10 red cars, 10 blue cars, 10 green cars are distributed randomly in a line. What is the expected number of times a red car precedes a blue car?

Question

We can apply linearity of expectation to this to make it easier. This means we reduce the problem to finding the expectation that the red car i precedes the blue car j. This is just the probability of this event. I'm having trouble computing this probability. I appreciate the help.

Answer 1

We find the expected number of times that a red car immediately precedes a blue car. Imagine that the red cars are labelled $1$ to $10$.

Let $X_i=1$ if red car $i$ immediately precedes a blue car, and let $X_i=0$ otherwise. We want to find the expectation of $X_1+\cdots+X_{10}$. By the linearity of expectation and symmetry this is $10E(X_1)$.

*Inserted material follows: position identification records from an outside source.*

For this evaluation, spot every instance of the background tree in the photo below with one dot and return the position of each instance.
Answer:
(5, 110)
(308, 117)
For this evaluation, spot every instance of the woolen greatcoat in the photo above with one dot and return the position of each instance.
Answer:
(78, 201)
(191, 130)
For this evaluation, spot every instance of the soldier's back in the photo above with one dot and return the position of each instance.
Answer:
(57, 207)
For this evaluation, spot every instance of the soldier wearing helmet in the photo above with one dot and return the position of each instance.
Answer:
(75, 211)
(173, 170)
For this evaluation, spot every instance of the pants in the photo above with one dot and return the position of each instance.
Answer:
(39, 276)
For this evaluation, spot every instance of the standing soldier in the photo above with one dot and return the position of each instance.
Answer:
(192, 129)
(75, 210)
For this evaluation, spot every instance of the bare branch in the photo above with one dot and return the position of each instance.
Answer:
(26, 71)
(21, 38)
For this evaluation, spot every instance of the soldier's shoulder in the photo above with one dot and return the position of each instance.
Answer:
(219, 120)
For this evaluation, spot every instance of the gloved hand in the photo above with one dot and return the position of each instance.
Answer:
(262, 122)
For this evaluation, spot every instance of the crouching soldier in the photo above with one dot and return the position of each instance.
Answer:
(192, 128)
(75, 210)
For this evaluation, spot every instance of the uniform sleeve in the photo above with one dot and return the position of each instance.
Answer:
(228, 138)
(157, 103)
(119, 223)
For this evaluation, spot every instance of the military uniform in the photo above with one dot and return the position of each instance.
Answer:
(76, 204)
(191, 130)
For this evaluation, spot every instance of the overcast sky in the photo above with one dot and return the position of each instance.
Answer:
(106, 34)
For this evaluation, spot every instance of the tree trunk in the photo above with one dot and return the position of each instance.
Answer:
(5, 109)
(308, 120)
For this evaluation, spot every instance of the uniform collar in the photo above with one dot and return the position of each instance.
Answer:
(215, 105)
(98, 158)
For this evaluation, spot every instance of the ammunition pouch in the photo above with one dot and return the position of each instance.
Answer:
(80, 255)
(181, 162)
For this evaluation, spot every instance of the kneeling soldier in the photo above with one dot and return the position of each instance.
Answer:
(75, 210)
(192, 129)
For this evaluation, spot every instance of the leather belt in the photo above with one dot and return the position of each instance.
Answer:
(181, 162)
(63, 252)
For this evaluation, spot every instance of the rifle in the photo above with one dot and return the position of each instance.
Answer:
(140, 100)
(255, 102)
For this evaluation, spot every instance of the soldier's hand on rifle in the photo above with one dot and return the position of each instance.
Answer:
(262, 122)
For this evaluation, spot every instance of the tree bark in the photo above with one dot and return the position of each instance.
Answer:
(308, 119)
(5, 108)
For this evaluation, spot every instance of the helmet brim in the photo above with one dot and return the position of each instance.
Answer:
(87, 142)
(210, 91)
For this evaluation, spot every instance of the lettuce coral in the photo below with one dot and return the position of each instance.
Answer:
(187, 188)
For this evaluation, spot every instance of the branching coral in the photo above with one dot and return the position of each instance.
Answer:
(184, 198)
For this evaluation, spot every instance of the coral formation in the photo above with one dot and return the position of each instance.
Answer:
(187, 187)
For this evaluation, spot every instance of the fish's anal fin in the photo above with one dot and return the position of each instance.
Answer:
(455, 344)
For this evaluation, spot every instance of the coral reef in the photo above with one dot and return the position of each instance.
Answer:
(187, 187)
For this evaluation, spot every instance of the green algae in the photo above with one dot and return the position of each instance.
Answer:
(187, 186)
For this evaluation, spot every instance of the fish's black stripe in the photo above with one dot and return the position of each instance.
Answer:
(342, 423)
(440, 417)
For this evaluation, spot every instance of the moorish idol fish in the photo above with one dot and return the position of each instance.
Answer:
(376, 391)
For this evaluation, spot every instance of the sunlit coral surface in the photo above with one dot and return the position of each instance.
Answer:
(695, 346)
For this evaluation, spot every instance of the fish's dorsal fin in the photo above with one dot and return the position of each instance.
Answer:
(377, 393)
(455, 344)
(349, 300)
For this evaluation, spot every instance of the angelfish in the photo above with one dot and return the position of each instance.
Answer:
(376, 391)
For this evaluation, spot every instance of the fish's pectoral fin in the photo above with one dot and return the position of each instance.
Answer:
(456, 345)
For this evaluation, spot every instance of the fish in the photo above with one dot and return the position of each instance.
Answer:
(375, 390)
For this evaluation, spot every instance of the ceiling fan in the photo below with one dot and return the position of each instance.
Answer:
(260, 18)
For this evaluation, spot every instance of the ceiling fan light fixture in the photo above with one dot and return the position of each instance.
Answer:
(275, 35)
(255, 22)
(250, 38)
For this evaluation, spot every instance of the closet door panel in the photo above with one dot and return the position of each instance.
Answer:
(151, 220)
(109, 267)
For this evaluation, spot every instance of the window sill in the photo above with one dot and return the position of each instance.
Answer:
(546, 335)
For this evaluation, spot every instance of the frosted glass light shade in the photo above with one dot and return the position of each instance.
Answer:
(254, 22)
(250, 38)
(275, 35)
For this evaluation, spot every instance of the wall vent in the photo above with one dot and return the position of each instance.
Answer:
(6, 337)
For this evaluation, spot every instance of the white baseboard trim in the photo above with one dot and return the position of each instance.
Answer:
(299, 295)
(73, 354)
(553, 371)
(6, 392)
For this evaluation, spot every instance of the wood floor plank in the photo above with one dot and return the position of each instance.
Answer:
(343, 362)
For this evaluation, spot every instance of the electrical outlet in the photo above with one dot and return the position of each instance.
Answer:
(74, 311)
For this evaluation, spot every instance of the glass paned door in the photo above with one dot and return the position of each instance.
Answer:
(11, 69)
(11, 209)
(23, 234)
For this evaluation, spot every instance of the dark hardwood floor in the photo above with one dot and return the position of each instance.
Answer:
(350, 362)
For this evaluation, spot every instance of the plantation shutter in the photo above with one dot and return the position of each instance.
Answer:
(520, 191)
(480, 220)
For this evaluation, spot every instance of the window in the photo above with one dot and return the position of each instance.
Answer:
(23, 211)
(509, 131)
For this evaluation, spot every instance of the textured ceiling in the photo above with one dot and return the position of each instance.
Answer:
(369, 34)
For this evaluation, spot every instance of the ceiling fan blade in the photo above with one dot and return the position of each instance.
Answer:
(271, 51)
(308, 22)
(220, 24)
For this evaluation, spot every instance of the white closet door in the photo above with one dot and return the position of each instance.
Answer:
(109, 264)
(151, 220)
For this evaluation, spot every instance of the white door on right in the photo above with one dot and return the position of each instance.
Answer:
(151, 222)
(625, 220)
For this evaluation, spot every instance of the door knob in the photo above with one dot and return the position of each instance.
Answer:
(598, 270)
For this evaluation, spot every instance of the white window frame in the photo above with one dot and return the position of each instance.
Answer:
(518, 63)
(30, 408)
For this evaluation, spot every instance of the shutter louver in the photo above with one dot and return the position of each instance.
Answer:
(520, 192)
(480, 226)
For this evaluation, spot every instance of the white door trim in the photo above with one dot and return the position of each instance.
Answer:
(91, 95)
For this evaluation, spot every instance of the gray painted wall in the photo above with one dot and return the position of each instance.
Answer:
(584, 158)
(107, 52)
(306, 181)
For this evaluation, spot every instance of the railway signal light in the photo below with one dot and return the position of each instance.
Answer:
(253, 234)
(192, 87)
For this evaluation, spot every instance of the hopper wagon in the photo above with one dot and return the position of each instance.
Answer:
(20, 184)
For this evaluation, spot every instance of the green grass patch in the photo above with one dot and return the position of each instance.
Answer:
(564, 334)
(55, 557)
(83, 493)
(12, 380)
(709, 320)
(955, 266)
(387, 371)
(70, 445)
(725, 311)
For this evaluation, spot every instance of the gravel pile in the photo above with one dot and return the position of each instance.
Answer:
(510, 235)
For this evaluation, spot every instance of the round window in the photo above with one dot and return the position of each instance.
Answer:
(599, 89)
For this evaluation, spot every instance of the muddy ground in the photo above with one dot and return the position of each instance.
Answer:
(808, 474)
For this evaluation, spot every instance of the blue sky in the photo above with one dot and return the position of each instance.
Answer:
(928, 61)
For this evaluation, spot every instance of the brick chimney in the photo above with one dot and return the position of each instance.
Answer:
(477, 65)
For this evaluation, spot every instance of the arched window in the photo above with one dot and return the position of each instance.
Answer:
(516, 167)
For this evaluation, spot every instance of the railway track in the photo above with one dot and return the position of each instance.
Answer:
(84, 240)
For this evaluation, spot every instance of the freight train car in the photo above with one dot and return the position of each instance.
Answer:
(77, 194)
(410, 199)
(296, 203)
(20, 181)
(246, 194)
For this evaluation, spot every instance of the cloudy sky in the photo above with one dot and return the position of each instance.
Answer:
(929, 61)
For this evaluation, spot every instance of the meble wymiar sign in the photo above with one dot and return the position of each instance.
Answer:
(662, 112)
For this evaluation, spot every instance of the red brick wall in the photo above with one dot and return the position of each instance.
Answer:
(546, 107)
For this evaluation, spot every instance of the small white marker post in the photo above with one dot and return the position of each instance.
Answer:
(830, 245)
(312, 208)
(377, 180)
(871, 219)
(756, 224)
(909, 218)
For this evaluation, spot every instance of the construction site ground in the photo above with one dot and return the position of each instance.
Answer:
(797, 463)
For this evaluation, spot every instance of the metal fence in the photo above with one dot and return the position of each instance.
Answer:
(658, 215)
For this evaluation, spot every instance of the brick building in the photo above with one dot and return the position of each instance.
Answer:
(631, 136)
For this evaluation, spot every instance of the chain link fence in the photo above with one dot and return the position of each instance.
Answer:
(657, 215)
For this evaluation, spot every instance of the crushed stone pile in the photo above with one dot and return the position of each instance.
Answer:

We have $E(X_1)=\Pr(X_1=1)$. For $X_1$ to be $1$, red car $1$ must be in positions $1$ to $29$ (probability $\frac{29}{30}$). Given that it is in one of these positions, the probability there is a blue immediately behind it is $\frac{10}{29}$. Thus $\Pr(X_1=1)=\frac{10}{30}$.

Answer 2

Well, you don't care much about the colors of the cars at this point. In fact, you don't even care about the other cars. In half the cases the red car will be before the blue car, and in the other half it'll be after. By linearity of expectation, you just count the number of pairs of red-blue cars and divide that by $2$ to get your answer.

Hope that helps,

Answer 3

Using my words :

"A red car precedes a blue car" means that for any particular blue car: ...rb... rather than ...gb..., ...bb..., or b....   The later is when it is at the start of line, rather than any of the remaining $29$ positions.   Likewise of the remaining $29$ cars, there are $10$ red cars.

Thus for a particular blue car the probability that some car precedes it is $29/30$, and given that, then the conditional probability that the preceding car is red is $10/29$.   We multiply these to obtain that the expected number of times that some red car precedes a particular blue car is $1/3$.

There are totes ten blue cars, thus by Linearity of Expectation, the expected number of times a red car precedes a blue car is $10/3$.